Materials:
Attendees:
- Hartwig Anzt (KIT, UTK)
- Marius Cornea (Intel)
- Rachel Ertl (Intel)
- Mark Hoemmen (Stellar Science)
- Sarah Knepper (Intel)
- Maria Kraynyuk (Intel)
- Nevin Liber (ANL)
- Piotr Luszczek (UTK)
- Spencer Patty (Intel)
- Edward Smyth (NAG)
Agenda:
- Welcoming remarks
- Updates from last meeting
- (Finish) Overview of sparse matrix * sparse matrix API - Spencer Patty
- Multi-tile/multi-GPU discussion - Maria Kraynyuk
- Wrap-up and next steps
Sparse matrix * sparse matrix:
- Summary of what the API will look like: In sparse namespace, called matmat. Starting with C = op(A) * op(B). Focusing on users allocating memory.
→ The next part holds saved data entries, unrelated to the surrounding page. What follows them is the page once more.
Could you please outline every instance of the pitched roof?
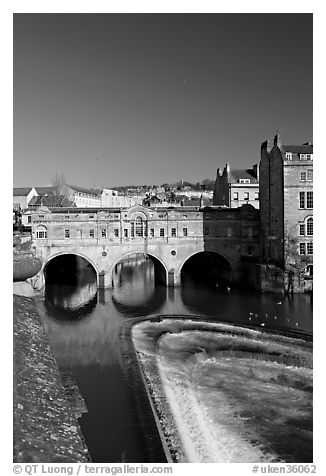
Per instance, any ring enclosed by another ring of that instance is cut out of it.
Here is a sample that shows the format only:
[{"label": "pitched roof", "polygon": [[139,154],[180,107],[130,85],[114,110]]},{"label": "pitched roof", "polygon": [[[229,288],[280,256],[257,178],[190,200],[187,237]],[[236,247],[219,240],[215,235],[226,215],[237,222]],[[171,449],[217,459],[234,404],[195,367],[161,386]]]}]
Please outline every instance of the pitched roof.
[{"label": "pitched roof", "polygon": [[39,207],[41,205],[48,208],[73,206],[72,202],[64,195],[39,195],[33,197],[29,202],[30,207]]},{"label": "pitched roof", "polygon": [[28,195],[33,187],[14,187],[14,197],[23,197]]},{"label": "pitched roof", "polygon": [[312,144],[302,145],[282,145],[285,152],[292,152],[292,154],[313,154]]},{"label": "pitched roof", "polygon": [[39,195],[54,195],[55,187],[34,187]]},{"label": "pitched roof", "polygon": [[250,179],[250,183],[258,183],[253,169],[231,169],[229,182],[238,183],[239,179]]},{"label": "pitched roof", "polygon": [[78,185],[68,185],[71,189],[75,190],[76,192],[87,193],[88,195],[101,195],[102,190],[96,188],[84,188],[79,187]]}]

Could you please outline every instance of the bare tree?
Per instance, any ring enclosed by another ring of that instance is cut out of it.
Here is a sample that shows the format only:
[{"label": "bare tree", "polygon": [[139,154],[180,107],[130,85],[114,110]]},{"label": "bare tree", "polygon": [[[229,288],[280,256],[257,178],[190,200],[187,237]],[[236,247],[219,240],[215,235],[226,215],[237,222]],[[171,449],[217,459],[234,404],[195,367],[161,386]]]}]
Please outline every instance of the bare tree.
[{"label": "bare tree", "polygon": [[55,195],[65,195],[67,197],[67,186],[65,183],[64,175],[58,174],[56,172],[55,176],[51,179],[52,187],[54,187],[54,194]]},{"label": "bare tree", "polygon": [[307,265],[311,264],[311,256],[300,255],[299,238],[296,227],[284,235],[284,268],[287,275],[287,291],[293,291],[293,279],[296,276],[298,283],[302,282],[306,274]]}]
- In all cases, expect user to allocate C memory. matmat_request will be used to handle different stages.
- Temp buffer allocation can be handled by implementation.
3 steps (3-stage algorithm):
- Work estimation
- Compute
- Finalize
- Within each step, there is a query for the size, allocation of memory, and then do the work.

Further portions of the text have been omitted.